This notion of confronting fears is a recurrent theme for Val—from the album cover (where she set herself the challenge of posing with a tarantula on her face), to her fear of letting go, of standing on her own. Yet the album's most compelling narrative is Val's relationship with herself—addressing self-doubt, accepting her ambitions, and doubling down to pursue them. This record is peppered with audio snippets excerpted from tapes Val recorded at nine or ten, made after her older sister gave her a boombox and some blank tapes. Val would record herself singing—Madonna, Alanis, Sheryl Crowe—but these tapes became a kind of audio diary too. In one clip that comes halfway through Crawl Space, an adolescent Val confesses: "I'm a bad singer. Can't do anything well. Think I sing so great, but I really never do anything right. I just hope that one day, I can be like Britney Spears."

The 27-year-old forgot these tapes existed until she uncovered them at her parents' place a year ago. "When I was really young I had a really strong sense that I wanted to be a singer and a performer," she noted. "I remember feeling that was my dream and feeling so passionate about it and then I kind of lost that."

Childhood dreams have the habit of falling out of focus with each advancing year.
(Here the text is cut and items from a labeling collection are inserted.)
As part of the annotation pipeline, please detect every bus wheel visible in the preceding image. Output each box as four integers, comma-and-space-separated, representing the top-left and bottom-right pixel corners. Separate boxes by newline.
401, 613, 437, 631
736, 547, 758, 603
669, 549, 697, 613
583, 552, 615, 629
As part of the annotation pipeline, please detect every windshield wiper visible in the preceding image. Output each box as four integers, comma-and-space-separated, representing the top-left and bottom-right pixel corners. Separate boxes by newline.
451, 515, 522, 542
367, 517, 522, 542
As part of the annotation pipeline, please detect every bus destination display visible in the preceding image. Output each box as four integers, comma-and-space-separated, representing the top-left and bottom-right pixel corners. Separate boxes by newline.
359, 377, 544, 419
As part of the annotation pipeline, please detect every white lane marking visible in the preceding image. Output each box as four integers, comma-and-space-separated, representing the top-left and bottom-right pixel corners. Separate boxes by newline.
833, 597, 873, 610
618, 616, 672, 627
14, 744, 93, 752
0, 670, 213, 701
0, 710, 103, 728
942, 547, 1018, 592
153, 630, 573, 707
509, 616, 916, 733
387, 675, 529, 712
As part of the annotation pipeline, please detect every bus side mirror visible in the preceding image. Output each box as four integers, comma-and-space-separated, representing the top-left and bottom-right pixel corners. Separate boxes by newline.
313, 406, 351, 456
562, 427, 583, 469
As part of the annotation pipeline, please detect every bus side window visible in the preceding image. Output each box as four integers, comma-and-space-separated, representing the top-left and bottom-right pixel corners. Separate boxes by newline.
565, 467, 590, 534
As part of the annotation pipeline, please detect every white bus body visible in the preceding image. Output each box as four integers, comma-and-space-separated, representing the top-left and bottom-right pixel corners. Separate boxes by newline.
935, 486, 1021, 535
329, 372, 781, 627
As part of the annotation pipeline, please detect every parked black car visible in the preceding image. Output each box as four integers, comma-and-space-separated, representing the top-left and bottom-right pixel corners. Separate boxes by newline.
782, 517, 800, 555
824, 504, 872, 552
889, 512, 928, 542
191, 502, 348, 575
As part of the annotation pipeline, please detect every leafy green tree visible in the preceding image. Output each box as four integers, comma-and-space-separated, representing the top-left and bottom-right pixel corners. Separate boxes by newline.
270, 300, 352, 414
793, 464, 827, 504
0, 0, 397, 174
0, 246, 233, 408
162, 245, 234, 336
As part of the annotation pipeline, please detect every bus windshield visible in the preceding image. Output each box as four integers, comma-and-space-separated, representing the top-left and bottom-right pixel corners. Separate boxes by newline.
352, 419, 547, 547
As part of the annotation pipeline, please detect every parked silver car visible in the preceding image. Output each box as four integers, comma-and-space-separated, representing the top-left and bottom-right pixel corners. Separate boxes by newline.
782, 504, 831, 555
When you're a kid you're told to reach for the stars, but it's surprising how soon that slides into suggestions of "be realistic;" consider a logical route. Initially Val took the path well paved and studied psychology at Montreal's McGill University. "I was surrounded by all my same friends from high school and so many people I knew from Vancouver," she said. "I wanted to do music and I knew if I stayed there I would never figure out how."

After a year Val took a leap of faith and went to Berklee. It was a lonely, introspective time which allowed her creativity to flourish. Crawl Space is about this journey—her heartbreak, sure, but mostly her growing pains. On album closer "Sleepy," she's at her most vulnerable, pulling specifically from the disappointment of when she was going to be signed to one label only to have the rug pulled from under her. Val sings: "They want me on my knees like I'm suckin' it / Learn fast / That no one gives a shit about the life I live / But tongue tied / They all have a say on the moves I make." These lines touch on part of the central conundrum of a young artist beholden to the pendulum swing of confidence and indecision, putting it all on the line in your art and thus holding yourself up to be judged, your bankability assessed. It's rough. When Val started off as Tei Shi, she was shot a little out of focus, in hazy black and white. Now, years later, she rises to meet gaze dead on. "I feel like before I was afraid to be sexy and through working on the album and becoming more confident, I felt like I wanted to be more upfront with myself physically," she said. "I think caring less in a lot of ways." We'd meandered back to where we started, Val pulling her camel leather trench a little tighter as the chilly March wind blustered. We paused while I unlocked my bike and said our goodbyes. She strode past the store without giving it or its inhabitants a sidelong glance. She unlocked her apartment door and headed upstairs. _Kim Taylor Bennett is an editor at Noisey. Follow her on [Twitter. ](https://twitter.com/theKTB)__Rebecca Miller is a photographer based in Brooklyn. Check out her work [here. ](http://www.rebeccamiller.co.uk/)_Crawl Space is out on Downtown Records / Interscope now.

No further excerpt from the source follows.